La clé réside dans son architecture chromosomique. Contrairement aux humains diploïdes, la plante est octoploïde (huit ensembles de chromosomes). Ce trait est connu depuis des années en botanique, mais l’analyse complète du génome permet d’obtenir une interprétation plus fine de la façon dont ce puzzle s’est formé. Selon les chercheurs cités dans les informations générales, la contribution des espèces ancestrales n’est pas uniforme et deux de ces huit ensembles de chromosomes ressortent clairement, ce qui indique que l’hybridation et la polyploïdisation se sont enchaînées au fil du temps et non d’un seul « saut ».
Cette découverte s’inscrit dans la course internationale au séquençage de la biodiversité. L’EBP a été lancé en 2018 dans le but de séquencer et de cataloguer l’ADN de tous les eucaryotes connus (plantes, animaux, champignons et protistes), un défi décrit par ses promoteurs comme un « coup de lune » pour la biologie, une entreprise comparable en ambition au Projet Génome Humain. En Norvège, l'initiative nationale EBP-Nor, coordonnée depuis l'Université d'Oslo, promeut cette contribution locale et a travaillé à consolider les infrastructures et les pipelines d'analyse génomique.

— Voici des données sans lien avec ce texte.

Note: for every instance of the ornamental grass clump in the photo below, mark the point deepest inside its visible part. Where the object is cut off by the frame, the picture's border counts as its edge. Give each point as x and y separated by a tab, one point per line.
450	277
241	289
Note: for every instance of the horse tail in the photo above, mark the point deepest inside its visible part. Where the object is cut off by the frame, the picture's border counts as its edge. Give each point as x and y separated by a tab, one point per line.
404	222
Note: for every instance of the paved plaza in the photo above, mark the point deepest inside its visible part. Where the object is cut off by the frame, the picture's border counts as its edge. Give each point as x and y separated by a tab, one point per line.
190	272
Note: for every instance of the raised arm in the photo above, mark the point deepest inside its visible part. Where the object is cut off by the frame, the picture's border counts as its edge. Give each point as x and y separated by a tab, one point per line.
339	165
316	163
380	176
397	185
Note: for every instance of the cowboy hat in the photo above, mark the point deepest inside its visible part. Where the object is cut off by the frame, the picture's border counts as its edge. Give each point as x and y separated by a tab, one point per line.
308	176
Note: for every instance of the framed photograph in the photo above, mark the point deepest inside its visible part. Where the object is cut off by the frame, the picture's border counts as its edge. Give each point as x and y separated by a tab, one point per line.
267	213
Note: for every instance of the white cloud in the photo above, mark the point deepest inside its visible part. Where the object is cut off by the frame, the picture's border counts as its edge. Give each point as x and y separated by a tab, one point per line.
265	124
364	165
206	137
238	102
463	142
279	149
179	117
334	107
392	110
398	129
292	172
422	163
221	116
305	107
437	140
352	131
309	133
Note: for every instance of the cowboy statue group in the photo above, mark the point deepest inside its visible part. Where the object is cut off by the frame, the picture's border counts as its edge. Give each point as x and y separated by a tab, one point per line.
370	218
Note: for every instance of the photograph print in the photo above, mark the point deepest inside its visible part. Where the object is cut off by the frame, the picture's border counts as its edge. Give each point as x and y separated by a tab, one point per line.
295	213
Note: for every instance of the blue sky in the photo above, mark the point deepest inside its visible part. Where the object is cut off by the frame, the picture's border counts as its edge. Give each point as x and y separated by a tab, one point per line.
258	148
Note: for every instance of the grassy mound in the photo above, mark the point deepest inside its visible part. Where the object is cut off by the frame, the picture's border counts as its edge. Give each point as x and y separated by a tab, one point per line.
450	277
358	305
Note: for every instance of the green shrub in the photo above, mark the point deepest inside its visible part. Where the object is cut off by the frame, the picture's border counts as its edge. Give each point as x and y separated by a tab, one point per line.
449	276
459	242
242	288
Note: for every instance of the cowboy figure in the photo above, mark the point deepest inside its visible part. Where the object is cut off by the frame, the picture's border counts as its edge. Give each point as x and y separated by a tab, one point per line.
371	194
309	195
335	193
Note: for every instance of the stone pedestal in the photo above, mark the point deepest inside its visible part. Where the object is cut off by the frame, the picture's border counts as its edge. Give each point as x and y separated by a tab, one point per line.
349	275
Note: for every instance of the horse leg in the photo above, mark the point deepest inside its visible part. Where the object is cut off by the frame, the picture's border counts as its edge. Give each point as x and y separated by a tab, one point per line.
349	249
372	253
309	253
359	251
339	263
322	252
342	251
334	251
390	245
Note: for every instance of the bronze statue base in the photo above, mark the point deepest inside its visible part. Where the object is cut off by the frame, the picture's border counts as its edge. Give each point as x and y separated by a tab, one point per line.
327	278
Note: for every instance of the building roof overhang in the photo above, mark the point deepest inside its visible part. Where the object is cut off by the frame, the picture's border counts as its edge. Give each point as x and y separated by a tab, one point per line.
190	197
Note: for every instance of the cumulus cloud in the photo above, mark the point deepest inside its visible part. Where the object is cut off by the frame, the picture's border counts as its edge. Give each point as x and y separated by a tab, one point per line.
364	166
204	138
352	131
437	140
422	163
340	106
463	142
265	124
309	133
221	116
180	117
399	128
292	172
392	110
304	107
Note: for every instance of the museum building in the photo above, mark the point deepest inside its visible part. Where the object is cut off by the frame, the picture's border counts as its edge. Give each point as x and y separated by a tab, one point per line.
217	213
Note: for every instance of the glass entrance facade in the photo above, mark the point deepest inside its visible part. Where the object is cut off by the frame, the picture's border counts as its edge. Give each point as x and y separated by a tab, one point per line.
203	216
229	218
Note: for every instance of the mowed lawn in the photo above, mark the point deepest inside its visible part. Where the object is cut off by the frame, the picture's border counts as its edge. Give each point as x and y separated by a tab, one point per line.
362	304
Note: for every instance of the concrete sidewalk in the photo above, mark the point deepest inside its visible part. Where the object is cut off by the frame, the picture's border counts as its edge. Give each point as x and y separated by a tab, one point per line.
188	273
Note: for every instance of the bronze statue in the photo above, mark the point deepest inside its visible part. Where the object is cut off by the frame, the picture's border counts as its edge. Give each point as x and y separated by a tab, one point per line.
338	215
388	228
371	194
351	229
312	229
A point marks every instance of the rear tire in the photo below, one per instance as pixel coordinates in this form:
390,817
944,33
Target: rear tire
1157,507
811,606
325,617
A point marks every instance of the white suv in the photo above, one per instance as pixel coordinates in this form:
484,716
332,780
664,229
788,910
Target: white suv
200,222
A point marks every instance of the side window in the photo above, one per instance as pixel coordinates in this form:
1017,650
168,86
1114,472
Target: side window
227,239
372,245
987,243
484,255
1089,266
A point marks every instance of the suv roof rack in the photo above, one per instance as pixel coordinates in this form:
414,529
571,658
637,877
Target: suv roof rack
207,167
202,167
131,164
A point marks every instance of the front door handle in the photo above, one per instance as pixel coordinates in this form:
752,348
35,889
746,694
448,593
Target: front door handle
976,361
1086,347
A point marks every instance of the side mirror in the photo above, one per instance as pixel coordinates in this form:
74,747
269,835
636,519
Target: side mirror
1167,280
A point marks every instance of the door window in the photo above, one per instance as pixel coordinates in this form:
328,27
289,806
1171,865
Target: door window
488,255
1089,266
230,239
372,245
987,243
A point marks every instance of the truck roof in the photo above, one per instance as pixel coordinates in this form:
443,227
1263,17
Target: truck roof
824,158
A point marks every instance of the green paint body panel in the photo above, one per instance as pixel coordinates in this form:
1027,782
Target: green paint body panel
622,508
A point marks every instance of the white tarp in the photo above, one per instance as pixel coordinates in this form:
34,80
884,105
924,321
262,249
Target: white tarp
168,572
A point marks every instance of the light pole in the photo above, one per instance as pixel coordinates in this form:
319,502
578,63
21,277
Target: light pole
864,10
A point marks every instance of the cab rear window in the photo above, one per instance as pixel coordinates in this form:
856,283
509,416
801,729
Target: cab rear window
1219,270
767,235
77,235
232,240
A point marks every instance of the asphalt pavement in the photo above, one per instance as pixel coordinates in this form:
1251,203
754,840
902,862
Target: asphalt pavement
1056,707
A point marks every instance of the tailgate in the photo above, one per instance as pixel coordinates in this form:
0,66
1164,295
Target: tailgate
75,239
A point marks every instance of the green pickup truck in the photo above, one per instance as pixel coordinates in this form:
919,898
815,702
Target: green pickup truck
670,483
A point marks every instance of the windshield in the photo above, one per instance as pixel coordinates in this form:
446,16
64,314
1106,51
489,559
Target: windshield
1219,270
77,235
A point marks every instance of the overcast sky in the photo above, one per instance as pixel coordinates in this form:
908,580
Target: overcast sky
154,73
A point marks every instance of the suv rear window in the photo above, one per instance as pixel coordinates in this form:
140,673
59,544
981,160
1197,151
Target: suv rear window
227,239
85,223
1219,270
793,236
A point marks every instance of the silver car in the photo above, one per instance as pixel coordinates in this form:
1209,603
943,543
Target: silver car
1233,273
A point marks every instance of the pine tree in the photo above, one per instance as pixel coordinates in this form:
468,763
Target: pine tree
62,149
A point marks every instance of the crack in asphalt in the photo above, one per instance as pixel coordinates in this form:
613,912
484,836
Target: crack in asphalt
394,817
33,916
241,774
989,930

Au-delà de l'intérêt scientifique, le génome de référence du chicouté ouvre deux débats pratiques. Le premier est écologique. Disposer de génomes de haute qualité permet de suivre avec précision la diversité génétique des populations et leur connectivité, informations cruciales pour les espèces et les écosystèmes soumis à la pression du changement climatique et de la transformation des habitats. La seconde est agronomique. L’espèce a historiquement résisté à une culture extensive et, comme le rappellent les chercheurs, la reproduction par graines retarde la fructification, ce qui limite la domestication. Dans ce contexte, comprendre sa base génétique (et son origine hybride) peut aider à expliquer pourquoi il est si difficile de « l’apprivoiser » et quels traits pourraient être sélectionnés sans appauvrir la variabilité.
Il reste cependant une frontière ouverte. Identifier avec précision quelles espèces spécifiques ont contribué à ces huit ensembles de chromosomes nécessite que les génomes des « candidats » possibles au sein du genre soient également séquencés. Rubus. L'EBP est né précisément pour que ce type de questions ne dépendent plus de pièces détachées et puissent être résolues avec un atlas génétique global.
L'entrée La plante qui défie la génétique : seuls 2 de ses 8 chromosomes sont clairement distingués et indiquent une origine en plusieurs étapes a été publiée pour la première fois sur ECOticias.com.